NASA's Moon Rocket Rolls to Launch Pad for Artemis II
NASA's massive Space Launch System rocket just completed a 12-hour journey to its Florida launch pad, bringing humanity one step closer to returning to the Moon. Four astronauts will launch no earlier than February 6 on the first crewed lunar mission in over 50 years.
The giant NASA rocket that will carry humans back toward the Moon is now sitting on its launch pad in Florida, marking a historic moment in space exploration.
The Space Launch System rocket and Orion spacecraft traveled four miles from NASA's Kennedy Space Center Vehicle Assembly Building to Launch Pad 39B. The slow, careful journey took about 12 hours, with the towering rocket moving at less than one mile per hour on NASA's massive crawler transporter.
Four astronauts will fly aboard Artemis II when it launches February 6 at the earliest. Commander Reid Wiseman, pilot Victor Glover, and mission specialists Christina Koch and Jeremy Hansen will spend 10 days testing the spacecraft that future crews will use to land on the Moon.
The mission will take them further from Earth than any humans have traveled in five decades. They'll loop around the Moon, coming within thousands of kilometers of the lunar surface, while testing Orion's life support, navigation, and propulsion systems.

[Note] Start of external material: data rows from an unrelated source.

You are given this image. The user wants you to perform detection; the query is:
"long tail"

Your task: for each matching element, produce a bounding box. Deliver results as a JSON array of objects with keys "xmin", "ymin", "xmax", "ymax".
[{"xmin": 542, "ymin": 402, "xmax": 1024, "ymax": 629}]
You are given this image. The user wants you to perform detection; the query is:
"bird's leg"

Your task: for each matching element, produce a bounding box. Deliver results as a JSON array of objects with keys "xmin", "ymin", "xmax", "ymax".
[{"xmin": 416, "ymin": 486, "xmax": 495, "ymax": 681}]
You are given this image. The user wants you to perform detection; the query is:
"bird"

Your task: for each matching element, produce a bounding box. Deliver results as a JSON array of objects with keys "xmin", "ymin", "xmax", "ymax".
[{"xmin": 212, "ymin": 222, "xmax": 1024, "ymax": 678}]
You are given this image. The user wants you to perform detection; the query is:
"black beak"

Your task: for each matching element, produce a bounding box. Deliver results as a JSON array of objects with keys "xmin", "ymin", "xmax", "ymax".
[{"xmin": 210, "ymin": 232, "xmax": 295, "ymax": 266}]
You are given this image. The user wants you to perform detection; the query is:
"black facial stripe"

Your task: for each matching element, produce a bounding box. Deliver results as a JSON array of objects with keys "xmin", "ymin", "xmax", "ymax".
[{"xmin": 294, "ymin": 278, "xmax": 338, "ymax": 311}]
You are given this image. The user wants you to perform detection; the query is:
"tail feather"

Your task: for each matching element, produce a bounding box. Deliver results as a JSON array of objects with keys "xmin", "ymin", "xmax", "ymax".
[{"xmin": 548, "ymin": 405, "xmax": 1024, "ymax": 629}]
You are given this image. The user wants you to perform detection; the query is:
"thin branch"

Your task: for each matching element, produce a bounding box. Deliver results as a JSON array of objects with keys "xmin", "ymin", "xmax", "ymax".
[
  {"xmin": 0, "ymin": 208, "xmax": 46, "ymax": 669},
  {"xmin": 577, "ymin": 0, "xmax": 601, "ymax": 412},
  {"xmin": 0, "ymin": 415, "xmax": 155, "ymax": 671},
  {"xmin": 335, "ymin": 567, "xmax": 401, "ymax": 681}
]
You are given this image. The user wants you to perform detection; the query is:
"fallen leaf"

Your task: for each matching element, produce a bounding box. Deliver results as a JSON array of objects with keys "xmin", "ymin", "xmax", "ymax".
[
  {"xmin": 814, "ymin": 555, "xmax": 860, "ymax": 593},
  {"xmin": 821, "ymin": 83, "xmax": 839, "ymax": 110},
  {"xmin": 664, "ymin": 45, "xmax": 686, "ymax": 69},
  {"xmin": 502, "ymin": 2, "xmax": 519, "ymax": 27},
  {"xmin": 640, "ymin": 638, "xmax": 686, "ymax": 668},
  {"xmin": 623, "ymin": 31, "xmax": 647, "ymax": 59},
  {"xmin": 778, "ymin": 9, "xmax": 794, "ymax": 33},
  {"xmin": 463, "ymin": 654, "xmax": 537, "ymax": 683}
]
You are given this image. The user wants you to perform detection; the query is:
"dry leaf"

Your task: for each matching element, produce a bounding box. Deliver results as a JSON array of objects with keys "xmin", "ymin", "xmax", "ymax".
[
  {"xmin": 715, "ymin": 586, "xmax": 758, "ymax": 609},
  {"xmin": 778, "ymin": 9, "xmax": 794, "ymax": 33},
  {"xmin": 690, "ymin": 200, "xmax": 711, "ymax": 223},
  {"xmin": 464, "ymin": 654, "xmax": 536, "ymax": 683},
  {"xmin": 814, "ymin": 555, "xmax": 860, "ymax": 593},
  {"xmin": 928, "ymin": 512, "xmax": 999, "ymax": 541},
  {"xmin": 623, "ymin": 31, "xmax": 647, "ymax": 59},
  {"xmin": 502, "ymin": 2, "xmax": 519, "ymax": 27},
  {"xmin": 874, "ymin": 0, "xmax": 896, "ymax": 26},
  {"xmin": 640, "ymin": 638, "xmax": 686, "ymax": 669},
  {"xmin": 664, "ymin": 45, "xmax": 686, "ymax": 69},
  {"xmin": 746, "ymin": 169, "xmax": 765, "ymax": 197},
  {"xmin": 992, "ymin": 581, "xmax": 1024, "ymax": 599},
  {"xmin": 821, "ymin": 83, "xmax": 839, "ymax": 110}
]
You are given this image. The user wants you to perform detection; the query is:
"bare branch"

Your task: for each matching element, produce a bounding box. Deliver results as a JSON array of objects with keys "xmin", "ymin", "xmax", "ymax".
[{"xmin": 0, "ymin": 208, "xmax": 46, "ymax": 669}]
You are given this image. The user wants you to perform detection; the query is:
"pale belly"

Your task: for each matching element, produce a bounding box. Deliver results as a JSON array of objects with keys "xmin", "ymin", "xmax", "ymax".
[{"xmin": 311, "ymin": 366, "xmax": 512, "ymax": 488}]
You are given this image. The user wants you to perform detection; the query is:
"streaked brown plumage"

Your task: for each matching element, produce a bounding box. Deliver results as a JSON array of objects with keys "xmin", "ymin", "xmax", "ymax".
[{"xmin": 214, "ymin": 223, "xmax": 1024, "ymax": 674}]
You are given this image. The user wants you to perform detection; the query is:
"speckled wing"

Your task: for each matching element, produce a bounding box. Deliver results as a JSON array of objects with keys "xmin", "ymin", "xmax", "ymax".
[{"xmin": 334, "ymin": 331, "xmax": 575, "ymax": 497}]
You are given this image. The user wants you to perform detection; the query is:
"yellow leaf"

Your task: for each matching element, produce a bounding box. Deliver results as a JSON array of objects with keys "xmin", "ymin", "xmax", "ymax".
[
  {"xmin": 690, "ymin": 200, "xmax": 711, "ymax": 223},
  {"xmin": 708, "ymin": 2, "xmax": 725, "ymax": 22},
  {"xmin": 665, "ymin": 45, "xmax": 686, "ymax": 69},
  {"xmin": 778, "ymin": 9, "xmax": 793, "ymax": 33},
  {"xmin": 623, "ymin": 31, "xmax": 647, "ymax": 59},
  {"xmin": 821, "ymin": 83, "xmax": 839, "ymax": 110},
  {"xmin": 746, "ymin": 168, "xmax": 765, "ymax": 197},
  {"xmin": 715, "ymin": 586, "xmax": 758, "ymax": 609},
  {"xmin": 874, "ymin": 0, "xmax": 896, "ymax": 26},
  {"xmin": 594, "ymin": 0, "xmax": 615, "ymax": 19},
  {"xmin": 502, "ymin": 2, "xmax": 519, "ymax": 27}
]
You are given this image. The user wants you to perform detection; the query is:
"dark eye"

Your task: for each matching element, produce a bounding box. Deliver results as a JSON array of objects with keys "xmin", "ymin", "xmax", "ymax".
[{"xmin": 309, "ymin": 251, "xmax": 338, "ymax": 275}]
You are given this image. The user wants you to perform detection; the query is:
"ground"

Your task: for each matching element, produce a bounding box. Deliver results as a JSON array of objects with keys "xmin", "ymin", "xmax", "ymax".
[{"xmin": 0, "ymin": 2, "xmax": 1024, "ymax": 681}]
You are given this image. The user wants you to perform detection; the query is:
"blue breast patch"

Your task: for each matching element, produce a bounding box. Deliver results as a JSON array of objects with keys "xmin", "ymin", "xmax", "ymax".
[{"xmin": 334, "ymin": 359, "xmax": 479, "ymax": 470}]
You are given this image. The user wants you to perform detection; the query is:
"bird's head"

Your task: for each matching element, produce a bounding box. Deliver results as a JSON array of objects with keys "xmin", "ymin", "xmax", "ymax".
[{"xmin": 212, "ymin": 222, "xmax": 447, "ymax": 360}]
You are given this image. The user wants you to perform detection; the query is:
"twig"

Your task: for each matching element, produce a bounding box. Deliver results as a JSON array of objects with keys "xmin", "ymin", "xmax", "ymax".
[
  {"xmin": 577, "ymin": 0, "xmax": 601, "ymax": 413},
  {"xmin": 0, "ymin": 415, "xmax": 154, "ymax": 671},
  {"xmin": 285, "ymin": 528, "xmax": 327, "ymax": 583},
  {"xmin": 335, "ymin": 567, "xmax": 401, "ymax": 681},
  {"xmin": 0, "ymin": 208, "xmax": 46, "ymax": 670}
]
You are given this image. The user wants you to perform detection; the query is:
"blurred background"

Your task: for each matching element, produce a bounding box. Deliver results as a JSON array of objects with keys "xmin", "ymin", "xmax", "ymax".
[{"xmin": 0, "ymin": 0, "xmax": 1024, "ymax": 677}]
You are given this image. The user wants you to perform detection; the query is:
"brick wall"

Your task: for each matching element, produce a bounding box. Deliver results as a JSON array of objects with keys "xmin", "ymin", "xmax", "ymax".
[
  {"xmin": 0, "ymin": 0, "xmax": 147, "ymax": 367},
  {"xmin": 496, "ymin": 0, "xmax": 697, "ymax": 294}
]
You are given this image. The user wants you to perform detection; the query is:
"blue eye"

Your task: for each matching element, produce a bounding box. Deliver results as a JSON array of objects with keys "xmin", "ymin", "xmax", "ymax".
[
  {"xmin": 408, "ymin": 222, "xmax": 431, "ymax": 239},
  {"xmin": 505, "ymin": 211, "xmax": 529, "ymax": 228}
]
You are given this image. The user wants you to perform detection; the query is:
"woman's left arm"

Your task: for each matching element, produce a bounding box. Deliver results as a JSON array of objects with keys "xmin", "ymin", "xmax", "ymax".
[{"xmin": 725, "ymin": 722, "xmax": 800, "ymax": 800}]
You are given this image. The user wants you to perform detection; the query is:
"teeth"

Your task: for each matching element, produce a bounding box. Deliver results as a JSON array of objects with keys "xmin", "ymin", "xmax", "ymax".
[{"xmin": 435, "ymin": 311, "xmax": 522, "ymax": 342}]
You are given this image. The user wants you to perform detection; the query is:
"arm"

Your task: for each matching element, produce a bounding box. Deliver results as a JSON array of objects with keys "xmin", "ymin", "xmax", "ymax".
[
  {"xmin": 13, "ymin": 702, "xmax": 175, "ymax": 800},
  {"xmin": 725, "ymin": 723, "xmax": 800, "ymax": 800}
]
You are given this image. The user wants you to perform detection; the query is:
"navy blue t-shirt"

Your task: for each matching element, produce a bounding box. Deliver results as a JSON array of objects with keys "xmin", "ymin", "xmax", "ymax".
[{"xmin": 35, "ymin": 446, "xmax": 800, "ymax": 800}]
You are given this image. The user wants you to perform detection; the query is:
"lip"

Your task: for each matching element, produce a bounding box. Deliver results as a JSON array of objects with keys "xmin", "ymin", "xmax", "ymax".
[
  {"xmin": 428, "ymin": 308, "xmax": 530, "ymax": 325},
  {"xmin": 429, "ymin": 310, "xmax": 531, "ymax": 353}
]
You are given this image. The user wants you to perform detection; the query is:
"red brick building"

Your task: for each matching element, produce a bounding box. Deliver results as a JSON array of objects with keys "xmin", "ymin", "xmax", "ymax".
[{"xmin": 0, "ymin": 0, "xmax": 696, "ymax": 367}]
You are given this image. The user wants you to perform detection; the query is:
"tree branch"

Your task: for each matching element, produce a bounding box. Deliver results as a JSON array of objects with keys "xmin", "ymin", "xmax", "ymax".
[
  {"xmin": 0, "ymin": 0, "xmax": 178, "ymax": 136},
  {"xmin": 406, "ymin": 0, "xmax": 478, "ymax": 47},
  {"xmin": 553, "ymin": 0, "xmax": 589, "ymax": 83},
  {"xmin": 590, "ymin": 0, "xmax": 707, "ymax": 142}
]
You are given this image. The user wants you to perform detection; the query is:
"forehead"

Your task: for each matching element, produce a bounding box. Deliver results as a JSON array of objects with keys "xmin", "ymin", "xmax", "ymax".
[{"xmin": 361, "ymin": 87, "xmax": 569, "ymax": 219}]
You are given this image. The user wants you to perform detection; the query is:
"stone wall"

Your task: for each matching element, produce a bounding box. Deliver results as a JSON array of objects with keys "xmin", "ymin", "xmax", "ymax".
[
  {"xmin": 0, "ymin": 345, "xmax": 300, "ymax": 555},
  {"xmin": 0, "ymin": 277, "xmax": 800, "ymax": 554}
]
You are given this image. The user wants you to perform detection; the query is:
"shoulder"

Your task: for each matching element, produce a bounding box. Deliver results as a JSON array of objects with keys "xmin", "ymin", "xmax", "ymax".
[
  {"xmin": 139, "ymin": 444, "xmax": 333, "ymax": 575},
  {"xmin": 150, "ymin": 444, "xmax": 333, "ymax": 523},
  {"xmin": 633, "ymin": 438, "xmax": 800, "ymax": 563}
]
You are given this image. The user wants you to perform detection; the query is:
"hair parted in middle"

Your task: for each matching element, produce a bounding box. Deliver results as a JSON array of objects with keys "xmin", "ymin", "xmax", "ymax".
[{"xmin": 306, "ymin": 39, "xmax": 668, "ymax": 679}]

During their journey, the crew will manually fly the spacecraft to practice maneuvers needed for future Moon landings. For three full hours, they'll observe and photograph parts of the lunar surface that Apollo missions never mapped, using what Koch calls "one of the best scientific instruments we have" - human eyes.

The Ripple Effect
Artemis II is just the beginning of NASA's plan to establish a permanent human presence on and around the Moon. The Artemis III mission, planned for 2027 or 2028, will land astronauts at the Moon's unexplored south pole for the first time.
After that, NASA plans to build Gateway, a small space station orbiting the Moon that will serve as a base for longer lunar stays. Multiple countries will join the effort, with astronauts living and working in lunar orbit while robotic rovers explore the surface below.
The crew sees this mission as humanity's first step toward even bigger questions. "We can answer 'Are we alone?' by going to Mars in the future," Koch explained, "and this mission can be the first step in bringing that answer back to team humanity."
The astronauts will experience challenges no one has faced in decades, including higher radiation levels than the International Space Station and a fiery reentry through Earth's atmosphere before splashing down in the Pacific Ocean. But their successful flight will prove that the technology works and the path to the Moon is open again.
After half a century away, we're finally going back.